Examples: Ragnar Torquist's The Longest Journey sequel, Richard Garriott's kickstarter, Double Fine Adeventure by Tim Schafer, Project Eternity, Planescape: Torment spiritual sequel... there's a lot of them.

Ultimately, both sides have a point. It is a tad disingenous for the elite in a specific genre to ask for money upfront from crowdsourcing, because they could have gotten that money elsewhere. On the other hand, we shouldn't deny them the chance of starting the kickstarter -- and once they start it, their large fanbase can usually be counted on to pitch in enough.

As for you and me, dear reader, we should do as always -- vote with our wallets and support interesting and sometimes risky projects which wouldn't get the money any other way.



People are worried about bigger projects muscling out smaller ones in the same category, but for now, this isn't what's happening.

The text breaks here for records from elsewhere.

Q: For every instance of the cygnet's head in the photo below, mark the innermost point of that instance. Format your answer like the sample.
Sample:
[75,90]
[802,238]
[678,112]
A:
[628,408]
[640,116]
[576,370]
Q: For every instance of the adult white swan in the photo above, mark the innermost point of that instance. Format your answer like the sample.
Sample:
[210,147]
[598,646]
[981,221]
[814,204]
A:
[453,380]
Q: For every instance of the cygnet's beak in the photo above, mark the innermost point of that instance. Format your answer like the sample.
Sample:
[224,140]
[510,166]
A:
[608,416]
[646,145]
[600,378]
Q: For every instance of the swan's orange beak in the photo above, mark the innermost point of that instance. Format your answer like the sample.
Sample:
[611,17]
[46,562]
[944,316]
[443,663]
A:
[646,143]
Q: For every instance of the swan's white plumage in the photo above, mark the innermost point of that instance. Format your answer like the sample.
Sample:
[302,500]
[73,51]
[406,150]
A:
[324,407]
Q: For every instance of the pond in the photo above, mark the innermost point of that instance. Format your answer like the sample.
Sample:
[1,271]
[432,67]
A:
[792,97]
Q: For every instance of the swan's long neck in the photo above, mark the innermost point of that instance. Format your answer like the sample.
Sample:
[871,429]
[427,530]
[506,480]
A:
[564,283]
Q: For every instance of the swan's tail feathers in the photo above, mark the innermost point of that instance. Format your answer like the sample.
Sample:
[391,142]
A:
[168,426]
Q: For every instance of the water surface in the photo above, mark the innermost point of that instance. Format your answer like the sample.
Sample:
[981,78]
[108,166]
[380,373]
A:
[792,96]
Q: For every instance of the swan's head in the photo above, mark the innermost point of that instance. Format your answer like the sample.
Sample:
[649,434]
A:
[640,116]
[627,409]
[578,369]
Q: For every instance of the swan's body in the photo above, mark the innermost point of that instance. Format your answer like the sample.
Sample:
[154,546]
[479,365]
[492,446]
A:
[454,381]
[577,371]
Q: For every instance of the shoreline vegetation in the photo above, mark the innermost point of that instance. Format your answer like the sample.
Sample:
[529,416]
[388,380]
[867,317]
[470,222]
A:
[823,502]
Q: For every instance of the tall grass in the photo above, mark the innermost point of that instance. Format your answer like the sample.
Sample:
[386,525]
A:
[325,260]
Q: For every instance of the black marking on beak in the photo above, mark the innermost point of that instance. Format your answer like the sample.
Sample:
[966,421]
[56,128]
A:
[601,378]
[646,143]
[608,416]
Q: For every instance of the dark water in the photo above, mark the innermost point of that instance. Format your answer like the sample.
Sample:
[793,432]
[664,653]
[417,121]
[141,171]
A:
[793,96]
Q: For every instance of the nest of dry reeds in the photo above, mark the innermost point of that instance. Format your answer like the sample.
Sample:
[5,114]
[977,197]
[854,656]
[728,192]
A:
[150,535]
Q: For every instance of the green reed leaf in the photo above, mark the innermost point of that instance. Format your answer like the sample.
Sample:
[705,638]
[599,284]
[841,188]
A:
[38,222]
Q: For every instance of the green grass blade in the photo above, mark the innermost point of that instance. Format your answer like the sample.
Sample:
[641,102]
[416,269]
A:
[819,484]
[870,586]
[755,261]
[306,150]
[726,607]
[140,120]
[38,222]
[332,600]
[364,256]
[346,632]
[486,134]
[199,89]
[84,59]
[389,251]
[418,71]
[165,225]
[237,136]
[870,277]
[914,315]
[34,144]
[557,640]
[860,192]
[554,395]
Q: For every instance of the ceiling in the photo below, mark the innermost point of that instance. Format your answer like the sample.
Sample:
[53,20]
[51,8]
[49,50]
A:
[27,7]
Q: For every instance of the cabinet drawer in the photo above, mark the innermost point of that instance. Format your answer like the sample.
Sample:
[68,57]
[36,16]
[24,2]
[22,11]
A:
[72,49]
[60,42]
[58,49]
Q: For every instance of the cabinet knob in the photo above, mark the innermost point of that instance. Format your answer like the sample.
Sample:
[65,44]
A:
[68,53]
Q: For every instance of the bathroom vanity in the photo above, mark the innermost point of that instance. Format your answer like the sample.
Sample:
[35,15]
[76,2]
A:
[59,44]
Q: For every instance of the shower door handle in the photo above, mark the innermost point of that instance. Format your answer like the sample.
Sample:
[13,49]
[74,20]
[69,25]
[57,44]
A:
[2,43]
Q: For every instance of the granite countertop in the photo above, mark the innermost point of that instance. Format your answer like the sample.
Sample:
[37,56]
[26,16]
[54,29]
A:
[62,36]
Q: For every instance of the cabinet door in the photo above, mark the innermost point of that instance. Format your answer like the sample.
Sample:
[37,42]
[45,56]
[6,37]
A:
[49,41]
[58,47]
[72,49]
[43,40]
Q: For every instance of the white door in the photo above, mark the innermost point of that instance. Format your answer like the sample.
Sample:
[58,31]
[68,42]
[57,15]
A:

High-profile campaigns are instead still creating the market for smaller ones.

Kickstarter has some basic analytics so creators can see where backers are coming from, and for small campaigns, most backers are like you, people who go to Kickstarter looking for new and interesting projects. But the blockbusters brought most people to Kickstarter in the first place, not the long tail.


I would just say that none of the studios you mentioned are large, or elite. If Bobby Kotick or Peter Moore were jumping on Kickstarter, then I'd understand the complaints. But these are mostly people who have been beholden to the big public corporations, and are getting a chance to succeed independently. I see it as a triumph of the little (not littlest) guy.